The intrinsically disordered nature of ShB-C modulates its interaction with the PSD-95 scaffold protein. (A) SDS/PAGE analysis of eluted fractions of pulldown experiments using different ShB-C-derived chains as bait for the PDZ12 protein (see Materials ...


Synaptic transmission in neuronal synapses requires the proper organization of ion channels, neurotransmitter receptors, cell adhesion proteins, cytoskeleton proteins, and signaling molecules at the synaptic junction (25). Essential for synapse organization are multidomain scaffold proteins, like the PSD-95 protein, that interact with several different proteins, thereby serving as nuclei for assembly of those macromolecular complexes underlying synaptic architecture (2630). Through their PDZ domains, scaffold proteins anchor and cluster ion channels at specific subcellular locations by interacting with one or more consensus PDZ-binding sequence motifs located at the intracellular C-terminal tails of the channels (2830). Insight into the molecular mechanism underlying the interaction of ion channels with scaffold proteins may come from consideration of the specific interaction between the Kv channel and PSD-95. Based on bioinformatics sequence and phylogenetic inference analyses of the Kv channel family, we recently suggested a fishing rod mechanism to describe Kv channel binding to scaffold proteins (10). In this model, the voltage-gated K+ channel interacts with PDZ domain(s) of the PSD-95 protein through binding of the channel C-terminal PDZ-binding motif “hook,” tethered to the rest of the channel protein by an extended chain.
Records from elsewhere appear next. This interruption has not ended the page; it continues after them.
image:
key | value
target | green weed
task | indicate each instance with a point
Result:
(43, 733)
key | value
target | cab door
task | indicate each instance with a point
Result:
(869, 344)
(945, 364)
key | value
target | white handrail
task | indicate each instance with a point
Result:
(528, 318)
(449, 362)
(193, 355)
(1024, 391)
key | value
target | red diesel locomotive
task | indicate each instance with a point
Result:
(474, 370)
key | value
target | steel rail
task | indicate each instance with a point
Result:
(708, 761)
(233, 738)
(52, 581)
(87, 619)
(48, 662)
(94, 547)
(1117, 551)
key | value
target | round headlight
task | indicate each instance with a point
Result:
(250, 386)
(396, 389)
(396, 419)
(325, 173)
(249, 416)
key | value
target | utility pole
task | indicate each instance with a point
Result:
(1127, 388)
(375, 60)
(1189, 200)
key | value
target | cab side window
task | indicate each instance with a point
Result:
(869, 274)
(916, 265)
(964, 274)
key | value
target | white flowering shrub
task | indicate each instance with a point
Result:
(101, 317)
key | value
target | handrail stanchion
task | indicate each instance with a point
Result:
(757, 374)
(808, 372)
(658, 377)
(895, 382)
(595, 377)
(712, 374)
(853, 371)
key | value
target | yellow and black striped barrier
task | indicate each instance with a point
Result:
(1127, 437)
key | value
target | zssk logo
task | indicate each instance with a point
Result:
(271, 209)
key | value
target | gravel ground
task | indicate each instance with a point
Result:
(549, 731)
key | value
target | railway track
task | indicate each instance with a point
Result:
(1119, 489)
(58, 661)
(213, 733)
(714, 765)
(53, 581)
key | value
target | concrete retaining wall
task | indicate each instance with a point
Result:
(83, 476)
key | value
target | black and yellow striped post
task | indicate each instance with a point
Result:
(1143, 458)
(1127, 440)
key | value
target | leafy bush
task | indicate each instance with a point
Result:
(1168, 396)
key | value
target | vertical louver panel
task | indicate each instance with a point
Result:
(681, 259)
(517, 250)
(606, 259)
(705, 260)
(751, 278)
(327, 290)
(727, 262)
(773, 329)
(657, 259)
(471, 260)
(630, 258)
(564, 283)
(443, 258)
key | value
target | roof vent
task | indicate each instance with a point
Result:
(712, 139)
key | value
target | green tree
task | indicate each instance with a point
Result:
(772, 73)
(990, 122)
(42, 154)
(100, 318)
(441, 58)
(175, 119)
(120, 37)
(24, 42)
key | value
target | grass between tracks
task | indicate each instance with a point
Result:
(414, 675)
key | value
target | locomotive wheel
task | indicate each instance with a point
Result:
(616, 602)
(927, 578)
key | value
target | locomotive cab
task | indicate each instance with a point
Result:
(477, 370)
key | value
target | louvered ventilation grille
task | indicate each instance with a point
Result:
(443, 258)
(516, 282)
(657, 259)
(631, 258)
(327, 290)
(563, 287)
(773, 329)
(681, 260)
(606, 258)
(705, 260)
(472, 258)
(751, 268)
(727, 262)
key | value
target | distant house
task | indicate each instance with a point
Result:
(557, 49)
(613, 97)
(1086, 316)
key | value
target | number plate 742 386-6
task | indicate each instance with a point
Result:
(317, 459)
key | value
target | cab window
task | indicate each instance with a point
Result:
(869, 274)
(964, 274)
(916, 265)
For the fishing rod mechanism to hold true, two criteria must be met. One must first demonstrate that the C-terminal domain of the Shaker channel is indeed intrinsically disordered. Second, it must be shown that the nature of the intrinsically disordered chain of the Kv channel affects its interaction with the PSD-95 scaffold protein. The results presented in the current report provide evidence that the C-terminal tail of the Shaker Kv channel is indeed intrinsically disordered. The hydrodynamic properties of a polypeptide corresponding to the C-terminal segment of the channel, as inferred from size exclusion chromatography, dynamic light scattering, and analytical ultracentrifugation, showed ShB-C to behave as a monomeric random coil protein (Fig. 2). Far-UV CD and NMR spectroscopic analyses further indicated that ShB-C lacks secondary and tertiary structure (Fig. 3 and SI Fig. 6). Moreover, we have shown that the isolated intrinsically disordered ShB-C protein, out of its native channel and membrane contexts, remains functional, maintaining its ability to capture its Dlg scaffold protein partner from the soluble pool of Drosophila Schneider cell proteins and supporting protein clustering in vivo in the same cell line (Fig. 4). A lack of intrinsic structure may, therefore, be inherent to the C-terminal tail of the Shaker Kv channel in its native context, contributing to the function of the PDZ-binding motif (the possibility that ShB-C may acquire structure upon interacting with other channel segments or auxiliary subunits is discussed in SI Appendix).

Our results further provide evidence that the intrinsically disordered nature of the C-terminal chain modulates the interaction of the Kv channel with the PSD-95 scaffold protein, the second requirement for proof that the fishing rod model accurately describes the mechanism of Kv channel binding to scaffold proteins. Assuming a simple one-step binding reaction of the random coil chain of ShB-C to PSD-95 and considering the entropic contribution of the binding reaction, shorter or less flexible (i.e., stiffer) chains would be expected to have higher affinity for the PSD-95 partner than would a more flexible chain. The results of our pulldown experiments (Fig. 5) suggest this to be the case. Shaker Kv channel C-terminal tails in which most of the intrinsically disordered segment, but not the PDZ-binding motif, was eliminated or replaced by the globular folded cellulose-binding domain captured PDZ12 to a much greater extent than did the full length ShB-C protein. In addition, when fused to gliotactin, an intrinsically disordered chain identical in length yet more flexible than ShB-C, the Shaker PDZ-binding motif bound less PDZ12 than did ShB-C. In line with these results, systematic shortening of the ShB-C chain further revealed a monotonic increase in the amount of PDZ12 captured (not shown). Thus, properties associated with polymer chain chemistry, in particular chain length and conformational entropy, modulate the interaction strength of the channel C-terminal tail with the PSD-95 protein. Combined with limited proteolysis analysis showing that the random chain of ShB-C acquires no structure upon binding to PDZ12 (SI Text), it appears that ShB-C behaves as an entropic chain, providing the orientational freedom necessary to search for and interact with the PSD-95 scaffold protein partner.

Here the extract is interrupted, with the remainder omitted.